V.Brauner dans son atelier parisien, 1938
Au-delà de
ces deux tableaux, on peut s’interroger sur une amitié surréaliste entre Edgar
Mélik et Victor Brauner. Se sont-ils croisés à Paris, en 1938 ? En juin
1940, Victor Brauner se réfugie dans le Sud, et passe l’hiver 1941-1942 à
Marseille, villa Air-Bel. Il voit partir ses amis surréalistes pour les
Etats-Unis (Marcel Duchamp, André Breton, André Masson). Sans visa, il doit
vivre discrètement dans un village des Hautes-Alpes, près de Gap, jusqu’à la
Libération. Si la réalité nous échappe, c’est Hubert Juin (1926-1987) qui va
les réunir autour de la peinture comme Magie. Jeune surréaliste d’origine belge
il connaît tout du surréalisme. Il connaît Victor Brauner (trois lettres de
1947/1948 de Juin à Brauner publiées dans Victor
Brauner, Ecrits et correspondance, Centre Pompidou, 2005 ; en 1955,
Juin publie un article important dans Cahiers
d’art sur l’exposition de Brauner à Paris). Ecrivain et critique d’art, il vient
passer plusieurs semaines à Cabriès en 1954 pour écrire le livre, Edgar Mélik ou la peinture à la pointe du
temps (Marseille, La Mandragore). Instinctivement il célèbre la Magie de la
peinture de Mélik qu’il rapproche de celle de Victor Brauner. Il évoque
l’étrange pouvoir magique d’une des toiles récentes de Victor Brauner, qu’il a
vue à Paris dans son atelier, rue Perrel : « La fleur née des noces de l’eau et du feu faisait rayonner un
incommensurable ESPOIR » (Edgar
Mélik ou la peinture à la pointe du temps, p. 32). A ses yeux, ce peintre invente, comme Mélik, des images qui interrogent l’homme sur ce
qu’il contient de Liberté, de Vie et
d’Espoir refoulés. « L’art
demeurera fidèle à sa seule mission : précéder
son éternel contempteur, l’homme, et lui ouvrir des contrées où demain, ébloui,
il vivra », (p.32). On parlait de « réalisme magique »

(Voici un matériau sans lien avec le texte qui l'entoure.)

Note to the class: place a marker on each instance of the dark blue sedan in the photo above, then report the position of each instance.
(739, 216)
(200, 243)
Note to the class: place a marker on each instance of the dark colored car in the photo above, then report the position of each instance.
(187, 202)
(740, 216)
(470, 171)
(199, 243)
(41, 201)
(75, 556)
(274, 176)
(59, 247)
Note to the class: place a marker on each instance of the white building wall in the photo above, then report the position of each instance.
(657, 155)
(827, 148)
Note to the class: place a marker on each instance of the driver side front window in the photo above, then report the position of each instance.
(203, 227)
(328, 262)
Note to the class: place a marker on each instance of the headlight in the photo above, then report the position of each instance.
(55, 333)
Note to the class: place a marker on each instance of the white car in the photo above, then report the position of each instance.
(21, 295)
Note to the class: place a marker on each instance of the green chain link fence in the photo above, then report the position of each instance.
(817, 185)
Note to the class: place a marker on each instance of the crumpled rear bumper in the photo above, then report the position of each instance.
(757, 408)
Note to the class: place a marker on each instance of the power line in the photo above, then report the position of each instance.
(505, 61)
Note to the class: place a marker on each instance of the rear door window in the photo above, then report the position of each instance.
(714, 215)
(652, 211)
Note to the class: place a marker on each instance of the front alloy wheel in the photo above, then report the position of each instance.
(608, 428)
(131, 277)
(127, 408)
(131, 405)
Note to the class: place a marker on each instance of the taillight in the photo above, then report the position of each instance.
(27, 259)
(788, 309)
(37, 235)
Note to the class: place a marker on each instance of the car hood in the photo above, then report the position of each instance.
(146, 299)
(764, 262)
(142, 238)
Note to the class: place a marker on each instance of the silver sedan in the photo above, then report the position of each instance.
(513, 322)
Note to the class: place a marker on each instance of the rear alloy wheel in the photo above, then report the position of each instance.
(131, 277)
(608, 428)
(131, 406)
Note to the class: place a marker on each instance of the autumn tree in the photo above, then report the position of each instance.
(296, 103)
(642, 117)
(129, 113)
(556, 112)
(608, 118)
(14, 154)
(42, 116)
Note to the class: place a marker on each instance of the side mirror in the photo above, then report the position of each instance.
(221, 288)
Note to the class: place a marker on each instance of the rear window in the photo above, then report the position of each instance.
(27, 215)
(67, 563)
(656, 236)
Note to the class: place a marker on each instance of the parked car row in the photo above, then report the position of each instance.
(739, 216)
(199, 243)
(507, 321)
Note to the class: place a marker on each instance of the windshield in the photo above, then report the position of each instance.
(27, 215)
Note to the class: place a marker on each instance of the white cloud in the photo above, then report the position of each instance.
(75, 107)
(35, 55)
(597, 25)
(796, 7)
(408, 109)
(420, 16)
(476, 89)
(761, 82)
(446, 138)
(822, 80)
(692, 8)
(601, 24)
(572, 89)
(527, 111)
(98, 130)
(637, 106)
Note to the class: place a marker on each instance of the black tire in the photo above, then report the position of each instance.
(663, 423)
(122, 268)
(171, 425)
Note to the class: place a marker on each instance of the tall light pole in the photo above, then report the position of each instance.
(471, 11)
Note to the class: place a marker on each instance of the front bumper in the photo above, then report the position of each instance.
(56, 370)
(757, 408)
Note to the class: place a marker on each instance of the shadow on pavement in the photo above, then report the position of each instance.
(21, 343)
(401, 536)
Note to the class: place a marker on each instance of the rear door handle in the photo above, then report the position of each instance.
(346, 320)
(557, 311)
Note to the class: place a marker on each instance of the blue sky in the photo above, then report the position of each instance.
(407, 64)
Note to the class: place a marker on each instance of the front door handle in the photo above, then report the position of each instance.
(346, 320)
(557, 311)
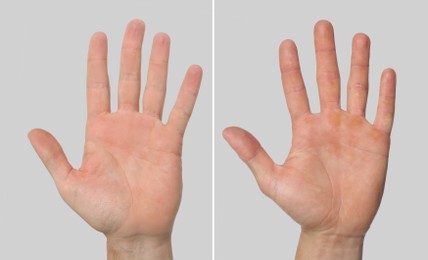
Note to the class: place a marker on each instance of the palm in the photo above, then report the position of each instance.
(129, 183)
(132, 175)
(332, 181)
(337, 167)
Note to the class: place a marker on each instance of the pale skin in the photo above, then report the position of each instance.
(129, 183)
(332, 180)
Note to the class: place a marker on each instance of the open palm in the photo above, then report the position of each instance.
(332, 180)
(129, 183)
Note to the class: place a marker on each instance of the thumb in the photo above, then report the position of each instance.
(51, 153)
(252, 153)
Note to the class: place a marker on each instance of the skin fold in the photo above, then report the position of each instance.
(332, 180)
(129, 183)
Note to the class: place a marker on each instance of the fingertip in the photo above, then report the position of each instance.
(136, 23)
(195, 69)
(389, 74)
(228, 132)
(162, 38)
(323, 26)
(286, 44)
(361, 40)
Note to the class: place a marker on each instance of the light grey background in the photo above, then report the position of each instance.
(43, 68)
(249, 94)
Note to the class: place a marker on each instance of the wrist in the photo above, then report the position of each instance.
(315, 245)
(141, 248)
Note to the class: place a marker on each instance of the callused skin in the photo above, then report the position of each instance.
(129, 184)
(333, 178)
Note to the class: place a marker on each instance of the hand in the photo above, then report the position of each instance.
(333, 178)
(129, 184)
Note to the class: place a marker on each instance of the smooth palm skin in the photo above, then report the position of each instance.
(131, 169)
(129, 184)
(333, 178)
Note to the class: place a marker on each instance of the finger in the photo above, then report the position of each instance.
(130, 66)
(359, 77)
(182, 110)
(386, 104)
(97, 82)
(292, 80)
(154, 93)
(328, 77)
(252, 153)
(51, 154)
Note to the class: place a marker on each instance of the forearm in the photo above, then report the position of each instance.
(158, 249)
(315, 246)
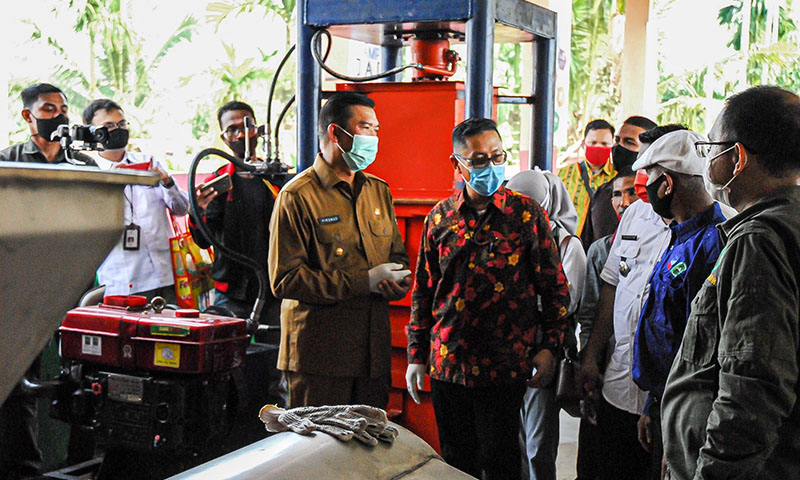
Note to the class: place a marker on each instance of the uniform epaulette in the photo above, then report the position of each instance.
(373, 177)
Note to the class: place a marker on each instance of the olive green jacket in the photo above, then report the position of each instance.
(730, 406)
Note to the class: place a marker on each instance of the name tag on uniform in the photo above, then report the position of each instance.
(131, 237)
(330, 220)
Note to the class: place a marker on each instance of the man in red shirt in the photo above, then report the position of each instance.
(486, 256)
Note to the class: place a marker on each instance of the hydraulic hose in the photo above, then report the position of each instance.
(269, 101)
(261, 274)
(278, 126)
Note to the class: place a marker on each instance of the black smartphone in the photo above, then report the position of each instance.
(220, 184)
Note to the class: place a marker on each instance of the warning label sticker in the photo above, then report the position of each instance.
(92, 345)
(167, 355)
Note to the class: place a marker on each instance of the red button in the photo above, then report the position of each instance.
(125, 300)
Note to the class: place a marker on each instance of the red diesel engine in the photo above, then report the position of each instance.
(152, 380)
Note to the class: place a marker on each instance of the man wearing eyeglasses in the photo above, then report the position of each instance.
(730, 407)
(239, 218)
(486, 257)
(143, 267)
(675, 190)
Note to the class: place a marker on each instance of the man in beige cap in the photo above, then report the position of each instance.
(675, 190)
(731, 401)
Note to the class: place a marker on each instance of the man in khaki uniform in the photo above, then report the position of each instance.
(336, 258)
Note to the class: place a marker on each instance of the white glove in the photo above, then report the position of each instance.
(386, 271)
(364, 423)
(415, 375)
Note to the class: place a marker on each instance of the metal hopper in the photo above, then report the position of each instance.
(57, 225)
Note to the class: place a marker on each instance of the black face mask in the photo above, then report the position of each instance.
(46, 126)
(660, 205)
(623, 159)
(238, 147)
(117, 138)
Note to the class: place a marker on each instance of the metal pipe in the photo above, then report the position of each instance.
(308, 91)
(544, 74)
(390, 58)
(480, 59)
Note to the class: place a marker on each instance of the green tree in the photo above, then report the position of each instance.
(768, 54)
(118, 65)
(594, 73)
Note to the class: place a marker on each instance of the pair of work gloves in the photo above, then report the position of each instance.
(343, 422)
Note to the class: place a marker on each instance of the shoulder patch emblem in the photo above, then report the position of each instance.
(329, 220)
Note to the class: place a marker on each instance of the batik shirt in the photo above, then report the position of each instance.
(475, 317)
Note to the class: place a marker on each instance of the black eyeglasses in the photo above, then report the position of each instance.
(233, 132)
(114, 126)
(703, 149)
(482, 162)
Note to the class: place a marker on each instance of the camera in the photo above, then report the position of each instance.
(90, 134)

à propos de la peinture de Victor Brauner, et grâce à Margaret Montagne (spécialiste
des « Hiéroglyphes
surréalistes » de Brauner), nous pouvons maintenant voir le tableau évoqué
par Hubert Juin. « Le poète et le
Surréaliste » célèbre l’alliance des contraires (feu et eau) qui donne
naissance à la fleur et à beaucoup d’espoir, la Poésie.
Le poète ou le Surréaliste, 1947
Après cette
enquête, nous comprenons un peu mieux les liens qui rattachent Mélik au
surréalisme. « Je côtoie le
surréalisme tout en demeurant nietzschéen » (Edgar Mélik à Claude
Marine, « Surréalisme nietzschéen »,
Paris, 1937). La trame surréaliste est réelle autour de Mélik (Paris, 1937/38,
énucléation, Brauner, Magie), mais avec, en
outre, la figure de Nietzsche qui change tout (G. Bataille).
Olivier Arnaud
Bel article, il faudra aussi se pencher sur le thème récurrent de la main chez Mélik et les surréalistes!
RépondreSupprimerOui très bel article sur ces liens qui ont sans doute existé entre Mélik et Brauner même si rien ne l'atteste vraiment au delà des formes de leur peinture respective.La main , oui! un organe qui prolonge l’œil lui aussi!